Net sales of Silenor increased by $7.5 million for the year ended December 31, 2014 compared to the year ended December 31, 2013, an increase of 97%.
Net sales of our product portfolio excluding Treximet and Silenor, including our seasonal cough & cold products, and our portfolio of other branded and generic products for the full year 2014 were $47.9 million compared with $69.8 million in 2013.
Adjusted EBITDA increased to $23.8 million, compared to ($5.7) million in the prior year.
Reported GAAP net loss increased from ($25.6) million during the year ended December 31, 2013 to ($35.3) million during the year ended December 31, 2014, or ($0.70) to ($0.93) per basic and diluted share.
On a non-GAAP basis, adjusted net income / (loss) for the full year 2014 was $9.9 million, compared with ($2.2) million a year ago. Non-GAAP adjusted diluted earnings per share was $0.18 versus a loss per share of ($0.06) for 2013.
Total operating expense in 2014, excluding amortization, was $119.3 million, compared to $131.5 million for 2013. Operating expense included SG&A expense of $63.0 million, compared to $62.6 in 2013. The increase in SG&A was driven by investments in selling and marketing expenses for Treximet and Silenor offset by a reduction in operational and legal expenses. SG&A as a percent of net sales was 52% in 2014, compared to 74% in the prior year.
R&D expenses for 2014 were $3.9 million, compared with $4.8 million in 2013. The reduction of expenses incurred related to the in-process research and development at Cypress as certain of these projects were transferred to Breckenridge connected with the sale of certain generic assets to them in September 2013 and others were discontinued, offset by costs associated with the Treximet sNDA for use in adolescent patients.

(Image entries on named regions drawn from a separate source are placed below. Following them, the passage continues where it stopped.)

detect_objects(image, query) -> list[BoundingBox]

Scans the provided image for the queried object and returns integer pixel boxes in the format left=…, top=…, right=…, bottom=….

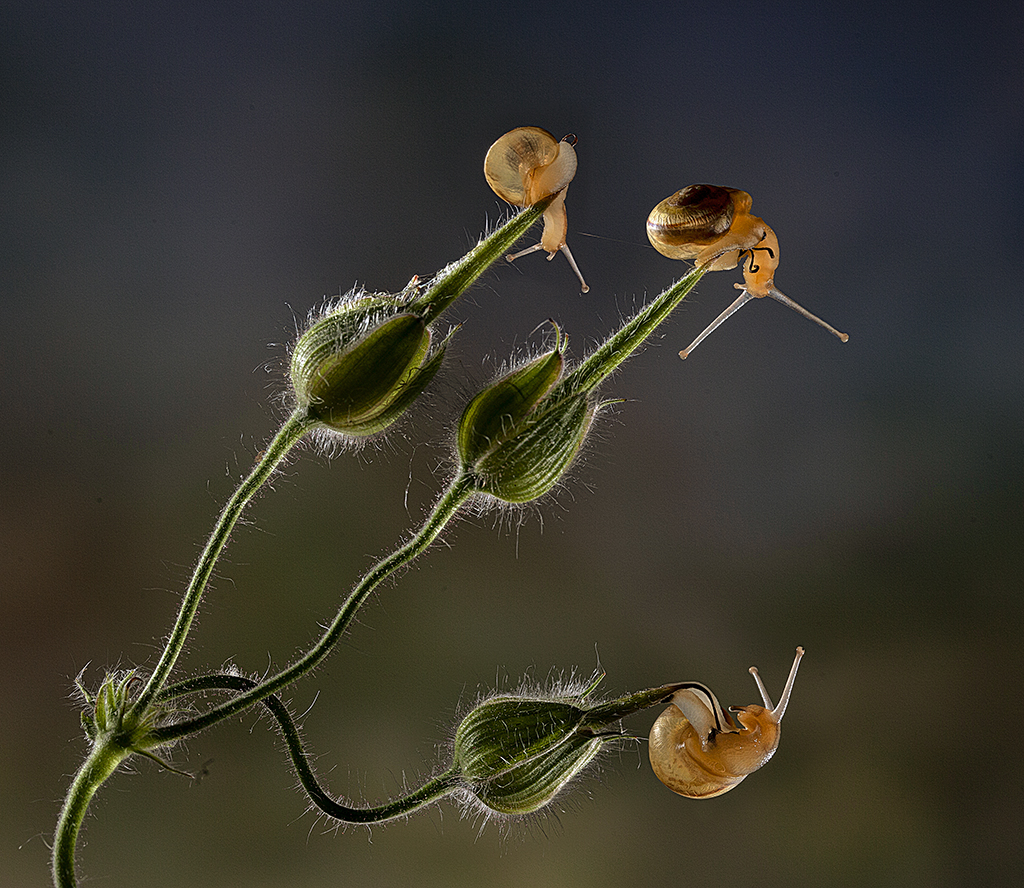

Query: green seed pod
left=455, top=697, right=613, bottom=814
left=470, top=393, right=597, bottom=503
left=291, top=307, right=444, bottom=437
left=458, top=348, right=564, bottom=464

Reserve for potential legal settlement
GlaxoSmithKline has claimed that Pernix owes damages relating to an alleged breach of a covenant contained in our Asset Purchase Agreement pertaining to a pre-existing customer agreement. As of December 31, 2014, GlaxoSmithKline alleged damages of approximately of $8,500,000 related to 2014 sales of Treximet and has indicated that it will have further claims through the end of 2015. We believe that we have strong and valid defenses against their claims and will vigorously contest their claims if an action is instituted. We are also in active negotiations to resolve this matter. We have booked a reserve of $3,500,000 for 2014 for a legal settlement related to this matter. Any material liability, in excess of our reserve, resulting from this claim could negatively impact our financial results. Consistent with our regular practice, our guidance does not account for one-time charges, legal settlements and other discreet charges.
2015 Full-Year Guidance
Today the Company confirms its prior FY2015 guidance of $230mm of net revenues and $95mm of Adjusted EBITDA.
CONFERENCE CALL AND WEBCAST
Pernix will hold a conference call for investors today, February 25, 2015, beginning at 10:00 am EST.
The conference call will feature remarks by Doug Drysdale, Chairman and Chief Executive Officer, and Sanjay Patel, Chief Financial Officer.
To participate in the conference call:
| ● | Please dial (877) 312-8783 (domestic) or +1 (408) 940-3874 (international). |
| | |
| ● | Participants can reference the passcode 68920986. |
Please dial in approximately 15 minutes prior to the call.
The conference call will also be available via a live listen-only webcast and can be accessed through the Investor Relations section of the Company’s website www.pernixtx.com. The press release, financial highlights and presentation slides will be posted in this section prior to the call.
An online archive of the webcast will be available on the Company’s website for 30 days following the call.
About Pernix Therapeutics
Pernix Therapeutics is a specialty pharmaceutical business with a focus on acquiring, developing and commercializing prescription drugs primarily for the U.S. market. The Company targets underserved therapeutic areas such as CNS, including neurology and psychiatry, and has an interest in expanding into additional specialty segments. The Company promotes its branded products to physicians through its Pernix sales force, uses contracted sales organizations to market its non-core, cough and cold products, and markets its generic portfolio through its wholly owned subsidiaries, Macoven Pharmaceuticals and Cypress Pharmaceutical, Inc.
To learn more about Pernix Therapeutics, visit www.pernixtx.com.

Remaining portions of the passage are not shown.